Répertoires rares avec l’Orchestre philharmonique de Varsovie
Paul Kletzki (1900-1973) : Sinfonietta en mi Mineur Op.7 ; Konzertmusik, Op.25 ; Jan Adam Maklakiewicz (1899-1954) : 4 Chansons japonaises, Op.25 ; Anton Bruckner (1824-1896) : ”Adagio” tiré du Quintette à cordes en fa majeur (Orchestration de Stanislaw Skrowaczewski) ; Carlo Gesualdo da Venosa (1566-1613) : Six madrigaux (Orchestration de Stanislaw Skrowaczewski) ; Johannes Brahms (1833-1897) : Variations en fa dièse mineur ‘Sur un thème de Schumann”, Op.9 (Orchestration de Grzegorz Fitelberg. Olga Pasiecznik, soprano ; Orchestre philharmonique de Varsovie, direction ; Andrey Boreyko. 2021. Livret en polonais et anglais. 69’17’’ et 59’22’’. 2 CD Accord / Philharmonie Nationale. FN 01 / ACD 287.
Pour son premier enregistrement avec l’Orchestre Philharmonique de Varsovie dont il est le Directeur musical, Andrey Boreyko propose un parcours intéressant à travers des oeuvres rares de compositeurs polonais. Le point commun entre ces partitions est de réunir des oeuvres originales et des orchestrations de musiciens qui furent connus pour leurs activités de chefs d’orchestre que ce soit au pupitre de l’Orchestre Philharmonique de Varsovie ( Jan Adam Maklakiewicz ou Grzegorz Fitelberg) ou à travers le monde comme Paul Kletzki ou Stanislaw Skrowaczewski. Notons que la plupart de ces partitions sont proposées en première mondiale au disque.
On se plaît à découvrir des œuvres de Paul Kletzki. Immense chef d'orchestre désormais bien trop oublié, Kletzki était un compositeur prolifique avant de cesser de composer en 1943, meurtris dans sa chair créatrice par le nazisme : sa famille fut décimée par l’Holocauste. Ayant quitté l’Allemagne ou sa carrière démarrait brillamment, il se réfugie en URSS après être passé par Milan. Il avait abandonné en 1941, dans la ville lombarde, un coffre avec ses partitions. Coffre retrouvé en 1965, mais il refusa de l'ouvrir car il craignait que ses partitions ne furent réduites en poussière. C'est après la mort du chef, en 1973, que sa veuve l’ouvrit et découvrit les partitions parfaitement conservées. Andrey Boreyko dirige sa Sinfonietta pour cordes et sa Konzertmusik. De la première, on aime le lyrisme tendu qui témoigne de temps angoissants par les dissonances, de la seconde, on retient la motorique moderniste de bon alois. La merveille de cet enregistrement réside dans les Chants japonais de Jan Adam Maklakiewicz, véritables bijoux ciselés et poétiques. La soprano Olga Pasiecznik est excellente par son timbre frais et sa musicalité parfaite.

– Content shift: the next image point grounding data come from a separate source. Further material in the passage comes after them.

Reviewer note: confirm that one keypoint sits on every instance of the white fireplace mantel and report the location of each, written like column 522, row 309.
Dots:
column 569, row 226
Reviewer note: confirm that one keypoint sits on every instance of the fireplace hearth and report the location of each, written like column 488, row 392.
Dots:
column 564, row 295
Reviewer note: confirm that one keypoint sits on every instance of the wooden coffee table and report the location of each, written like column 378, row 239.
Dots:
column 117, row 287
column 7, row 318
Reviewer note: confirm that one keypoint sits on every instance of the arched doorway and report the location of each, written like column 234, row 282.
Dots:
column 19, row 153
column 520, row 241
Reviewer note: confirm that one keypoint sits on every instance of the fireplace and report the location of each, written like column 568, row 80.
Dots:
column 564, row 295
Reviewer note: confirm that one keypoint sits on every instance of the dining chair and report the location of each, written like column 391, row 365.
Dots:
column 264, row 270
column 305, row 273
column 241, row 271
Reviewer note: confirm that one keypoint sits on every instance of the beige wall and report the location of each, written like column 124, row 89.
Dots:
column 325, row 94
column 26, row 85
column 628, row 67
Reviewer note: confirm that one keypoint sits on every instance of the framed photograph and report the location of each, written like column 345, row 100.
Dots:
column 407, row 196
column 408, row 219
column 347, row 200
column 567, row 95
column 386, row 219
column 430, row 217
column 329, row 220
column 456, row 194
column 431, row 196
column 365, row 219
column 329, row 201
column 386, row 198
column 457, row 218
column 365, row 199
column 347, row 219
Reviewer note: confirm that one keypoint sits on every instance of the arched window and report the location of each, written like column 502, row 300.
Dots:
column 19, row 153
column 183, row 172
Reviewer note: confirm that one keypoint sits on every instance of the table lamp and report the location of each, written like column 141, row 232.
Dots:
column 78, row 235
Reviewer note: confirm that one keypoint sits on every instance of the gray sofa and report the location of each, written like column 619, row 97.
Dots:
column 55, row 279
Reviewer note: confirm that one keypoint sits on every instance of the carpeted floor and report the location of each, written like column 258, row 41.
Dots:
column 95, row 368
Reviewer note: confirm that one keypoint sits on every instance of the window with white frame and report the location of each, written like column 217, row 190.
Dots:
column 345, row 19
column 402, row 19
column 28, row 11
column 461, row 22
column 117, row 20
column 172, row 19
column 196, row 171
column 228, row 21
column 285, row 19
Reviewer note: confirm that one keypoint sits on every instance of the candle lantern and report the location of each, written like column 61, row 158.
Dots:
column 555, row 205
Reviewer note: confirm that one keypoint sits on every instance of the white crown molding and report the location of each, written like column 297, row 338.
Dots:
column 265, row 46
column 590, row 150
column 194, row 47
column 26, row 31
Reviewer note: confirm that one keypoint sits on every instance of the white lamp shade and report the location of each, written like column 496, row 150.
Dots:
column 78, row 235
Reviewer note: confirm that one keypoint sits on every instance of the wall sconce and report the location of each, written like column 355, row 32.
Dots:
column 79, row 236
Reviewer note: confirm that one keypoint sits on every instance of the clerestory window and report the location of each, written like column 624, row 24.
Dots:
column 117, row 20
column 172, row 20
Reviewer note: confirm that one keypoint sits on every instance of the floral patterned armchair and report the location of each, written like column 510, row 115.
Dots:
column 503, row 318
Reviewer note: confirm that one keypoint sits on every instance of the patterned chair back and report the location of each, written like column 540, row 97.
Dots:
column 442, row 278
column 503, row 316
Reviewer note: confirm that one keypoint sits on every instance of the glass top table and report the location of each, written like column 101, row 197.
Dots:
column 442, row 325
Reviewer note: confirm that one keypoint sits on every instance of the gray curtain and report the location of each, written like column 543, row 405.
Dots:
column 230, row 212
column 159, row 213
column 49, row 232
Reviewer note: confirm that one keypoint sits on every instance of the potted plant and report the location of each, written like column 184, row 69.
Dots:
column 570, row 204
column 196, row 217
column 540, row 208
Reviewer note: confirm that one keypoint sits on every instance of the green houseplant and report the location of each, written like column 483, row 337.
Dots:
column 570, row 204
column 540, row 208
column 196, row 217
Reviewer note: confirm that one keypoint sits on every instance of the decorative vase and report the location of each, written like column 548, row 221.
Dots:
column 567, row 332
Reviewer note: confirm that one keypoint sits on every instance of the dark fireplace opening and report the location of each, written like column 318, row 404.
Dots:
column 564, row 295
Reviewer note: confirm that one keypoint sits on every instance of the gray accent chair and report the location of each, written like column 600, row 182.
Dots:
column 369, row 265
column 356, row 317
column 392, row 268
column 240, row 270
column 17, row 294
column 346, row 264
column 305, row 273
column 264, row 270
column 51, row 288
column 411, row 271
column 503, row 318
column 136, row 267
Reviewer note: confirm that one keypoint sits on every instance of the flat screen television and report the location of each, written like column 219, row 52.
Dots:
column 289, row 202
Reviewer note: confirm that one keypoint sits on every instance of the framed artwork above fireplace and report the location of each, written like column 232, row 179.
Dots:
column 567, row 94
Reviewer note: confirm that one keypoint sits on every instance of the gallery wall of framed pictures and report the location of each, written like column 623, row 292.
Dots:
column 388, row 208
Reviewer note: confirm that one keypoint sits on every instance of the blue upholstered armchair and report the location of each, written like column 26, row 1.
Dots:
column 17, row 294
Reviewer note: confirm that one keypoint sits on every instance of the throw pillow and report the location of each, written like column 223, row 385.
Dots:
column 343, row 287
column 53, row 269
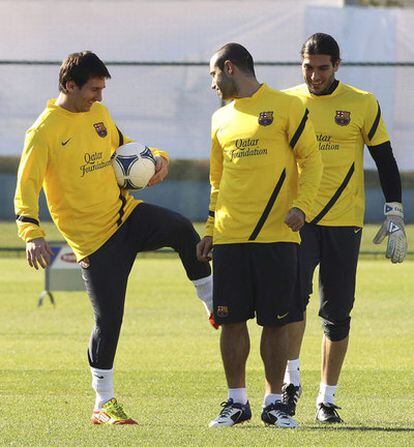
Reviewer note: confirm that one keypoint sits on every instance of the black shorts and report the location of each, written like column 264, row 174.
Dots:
column 336, row 250
column 254, row 279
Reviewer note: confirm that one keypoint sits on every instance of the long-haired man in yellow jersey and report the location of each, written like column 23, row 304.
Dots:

Le second disque, dévolu aux orchestrations, est plus anecdotique. On retient la belle versions de l'Adagio du Quintette à cordes de Bruckner dans l'excellente orchestration de Stanislaw Skrowaczewski et Les Variations sur un thème Schumann de Brahms (Orchestration de Grzegorz Fitelberg), très belle réussites par ses couleurs automnales qui sied bien à cette partition. On aime moins les madrigaux de Carlo Gesualdo orchestrés par Stanislaw Skrowaczewski auxquels le chef soumet un traitement rigoureux et sec qui en enlève la sève.

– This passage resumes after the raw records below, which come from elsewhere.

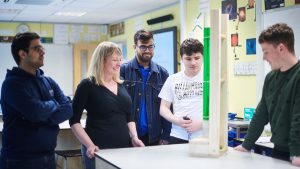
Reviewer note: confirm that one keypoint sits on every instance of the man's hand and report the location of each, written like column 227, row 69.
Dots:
column 136, row 142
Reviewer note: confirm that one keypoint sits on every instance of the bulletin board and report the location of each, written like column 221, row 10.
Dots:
column 288, row 15
column 165, row 53
column 58, row 64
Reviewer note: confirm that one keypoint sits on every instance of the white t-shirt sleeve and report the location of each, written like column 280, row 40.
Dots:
column 166, row 91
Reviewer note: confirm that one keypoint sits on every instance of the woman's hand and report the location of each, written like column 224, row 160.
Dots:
column 136, row 142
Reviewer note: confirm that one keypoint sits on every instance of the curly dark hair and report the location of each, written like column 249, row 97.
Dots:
column 278, row 33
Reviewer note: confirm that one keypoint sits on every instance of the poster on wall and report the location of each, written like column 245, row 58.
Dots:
column 234, row 40
column 230, row 7
column 271, row 4
column 251, row 46
column 242, row 14
column 250, row 4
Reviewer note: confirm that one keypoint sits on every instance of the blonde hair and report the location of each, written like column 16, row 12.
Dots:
column 96, row 68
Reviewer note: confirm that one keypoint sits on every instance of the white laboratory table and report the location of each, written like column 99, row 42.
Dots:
column 177, row 157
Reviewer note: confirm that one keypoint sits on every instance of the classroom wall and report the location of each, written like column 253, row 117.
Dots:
column 140, row 22
column 59, row 57
column 241, row 88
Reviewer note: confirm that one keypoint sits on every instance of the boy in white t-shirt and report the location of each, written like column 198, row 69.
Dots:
column 185, row 91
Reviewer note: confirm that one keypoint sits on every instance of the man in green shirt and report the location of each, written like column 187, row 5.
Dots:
column 280, row 102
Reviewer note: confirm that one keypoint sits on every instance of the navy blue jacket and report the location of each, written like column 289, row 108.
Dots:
column 158, row 127
column 32, row 108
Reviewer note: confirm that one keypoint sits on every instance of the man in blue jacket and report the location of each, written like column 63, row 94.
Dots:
column 144, row 80
column 32, row 105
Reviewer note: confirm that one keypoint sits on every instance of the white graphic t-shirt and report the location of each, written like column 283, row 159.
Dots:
column 186, row 94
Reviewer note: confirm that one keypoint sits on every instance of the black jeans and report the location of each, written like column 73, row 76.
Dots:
column 281, row 155
column 43, row 162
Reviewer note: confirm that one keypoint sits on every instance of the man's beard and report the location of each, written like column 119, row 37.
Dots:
column 143, row 58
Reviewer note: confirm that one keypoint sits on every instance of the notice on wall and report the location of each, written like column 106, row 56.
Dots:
column 61, row 34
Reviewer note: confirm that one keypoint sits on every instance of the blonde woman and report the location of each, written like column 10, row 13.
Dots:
column 109, row 122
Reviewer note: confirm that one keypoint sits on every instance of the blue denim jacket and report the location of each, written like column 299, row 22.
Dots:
column 158, row 127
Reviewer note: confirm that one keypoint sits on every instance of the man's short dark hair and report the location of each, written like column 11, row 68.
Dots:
column 278, row 33
column 190, row 46
column 143, row 35
column 22, row 42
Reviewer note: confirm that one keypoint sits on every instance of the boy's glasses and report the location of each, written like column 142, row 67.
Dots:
column 38, row 49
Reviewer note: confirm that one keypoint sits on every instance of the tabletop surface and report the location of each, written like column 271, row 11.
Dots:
column 177, row 157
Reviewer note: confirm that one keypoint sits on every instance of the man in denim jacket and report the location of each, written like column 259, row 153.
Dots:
column 144, row 80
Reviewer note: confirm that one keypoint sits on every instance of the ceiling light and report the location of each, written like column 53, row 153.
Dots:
column 70, row 13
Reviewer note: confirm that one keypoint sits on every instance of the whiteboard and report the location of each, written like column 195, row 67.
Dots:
column 58, row 64
column 165, row 53
column 288, row 15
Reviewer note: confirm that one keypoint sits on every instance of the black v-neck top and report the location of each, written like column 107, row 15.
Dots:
column 107, row 114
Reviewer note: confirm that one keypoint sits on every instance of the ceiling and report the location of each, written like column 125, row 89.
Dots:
column 92, row 11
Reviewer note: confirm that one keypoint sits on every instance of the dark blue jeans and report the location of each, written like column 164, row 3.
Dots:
column 44, row 162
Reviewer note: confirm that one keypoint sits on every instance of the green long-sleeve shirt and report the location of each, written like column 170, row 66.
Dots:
column 279, row 105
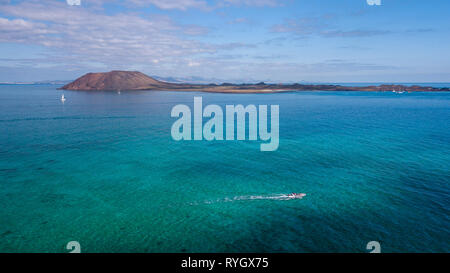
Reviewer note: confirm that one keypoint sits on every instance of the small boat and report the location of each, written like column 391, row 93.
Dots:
column 296, row 195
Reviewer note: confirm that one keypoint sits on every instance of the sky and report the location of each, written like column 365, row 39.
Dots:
column 228, row 40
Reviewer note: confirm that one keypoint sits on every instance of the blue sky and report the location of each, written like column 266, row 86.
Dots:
column 228, row 40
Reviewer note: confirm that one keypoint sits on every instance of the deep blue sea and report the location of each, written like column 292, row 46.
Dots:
column 102, row 169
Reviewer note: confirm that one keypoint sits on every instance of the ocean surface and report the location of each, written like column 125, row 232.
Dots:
column 102, row 169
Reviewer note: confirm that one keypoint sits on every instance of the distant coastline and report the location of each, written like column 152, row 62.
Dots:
column 134, row 80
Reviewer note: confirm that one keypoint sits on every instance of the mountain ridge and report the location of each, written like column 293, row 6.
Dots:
column 117, row 80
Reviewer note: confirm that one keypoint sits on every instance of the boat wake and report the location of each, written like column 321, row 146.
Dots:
column 275, row 197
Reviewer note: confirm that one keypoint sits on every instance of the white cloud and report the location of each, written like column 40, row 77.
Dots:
column 97, row 37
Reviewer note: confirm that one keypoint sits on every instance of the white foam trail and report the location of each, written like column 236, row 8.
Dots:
column 279, row 197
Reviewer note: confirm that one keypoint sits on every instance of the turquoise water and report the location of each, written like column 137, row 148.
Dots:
column 103, row 170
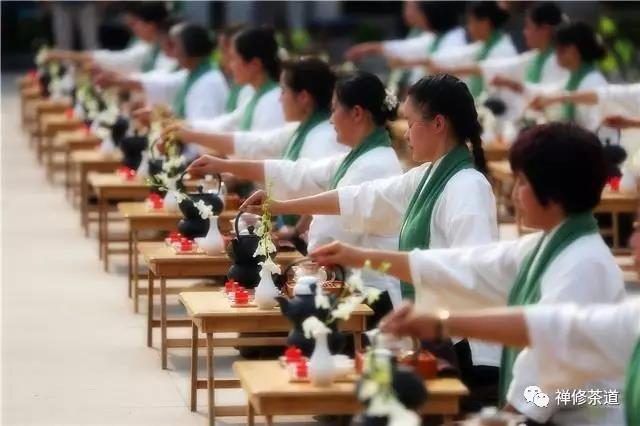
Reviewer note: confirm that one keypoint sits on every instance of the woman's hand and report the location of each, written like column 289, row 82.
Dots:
column 205, row 165
column 254, row 203
column 405, row 321
column 339, row 253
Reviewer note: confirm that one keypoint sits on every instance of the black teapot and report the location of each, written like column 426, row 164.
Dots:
column 302, row 306
column 192, row 225
column 132, row 147
column 245, row 268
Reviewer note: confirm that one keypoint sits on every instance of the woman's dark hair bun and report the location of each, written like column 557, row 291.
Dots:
column 366, row 90
column 581, row 35
column 259, row 43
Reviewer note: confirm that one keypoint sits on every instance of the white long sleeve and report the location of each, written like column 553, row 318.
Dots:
column 127, row 60
column 587, row 343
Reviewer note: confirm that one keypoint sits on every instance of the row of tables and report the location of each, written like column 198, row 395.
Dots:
column 92, row 185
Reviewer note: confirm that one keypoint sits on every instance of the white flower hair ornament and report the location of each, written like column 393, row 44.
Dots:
column 390, row 100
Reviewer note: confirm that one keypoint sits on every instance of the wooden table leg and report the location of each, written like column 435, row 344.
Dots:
column 210, row 381
column 194, row 367
column 136, row 273
column 163, row 321
column 84, row 201
column 130, row 267
column 150, row 285
column 251, row 413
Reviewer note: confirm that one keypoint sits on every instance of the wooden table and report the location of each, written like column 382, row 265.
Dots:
column 140, row 218
column 112, row 187
column 51, row 124
column 82, row 163
column 66, row 142
column 211, row 313
column 163, row 263
column 270, row 393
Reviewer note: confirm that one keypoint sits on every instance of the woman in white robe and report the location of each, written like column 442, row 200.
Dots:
column 359, row 113
column 442, row 119
column 253, row 61
column 560, row 173
column 306, row 87
column 484, row 24
column 570, row 344
column 143, row 54
column 577, row 50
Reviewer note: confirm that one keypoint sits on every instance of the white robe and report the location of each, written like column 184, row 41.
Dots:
column 267, row 115
column 321, row 142
column 588, row 343
column 311, row 176
column 463, row 216
column 515, row 68
column 587, row 116
column 418, row 48
column 459, row 279
column 205, row 99
column 127, row 60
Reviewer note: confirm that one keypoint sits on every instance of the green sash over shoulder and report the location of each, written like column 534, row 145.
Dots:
column 632, row 389
column 179, row 103
column 576, row 77
column 378, row 138
column 416, row 226
column 247, row 116
column 526, row 288
column 476, row 84
column 534, row 72
column 292, row 151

Andrey Boreyko est comme toujours très solide et probe mais sa battue compétente manque de nerfs et de palettes de couleurs. Si le premier disque est passionnant, le second est finalement uniforme et monocorde. L’Orchestre Philharmonique de Varsovie est excellent même si très neutre dans ses teintes.
Saluons malgré tout ce bel objet proposé dans un coffret soigné avec un splendide livret richement illustré. Un disque pour collectionneur émérite et exigeant, mais un produit qui sort de l'ordinaire par son option éditoriale et le soin de la réalisation.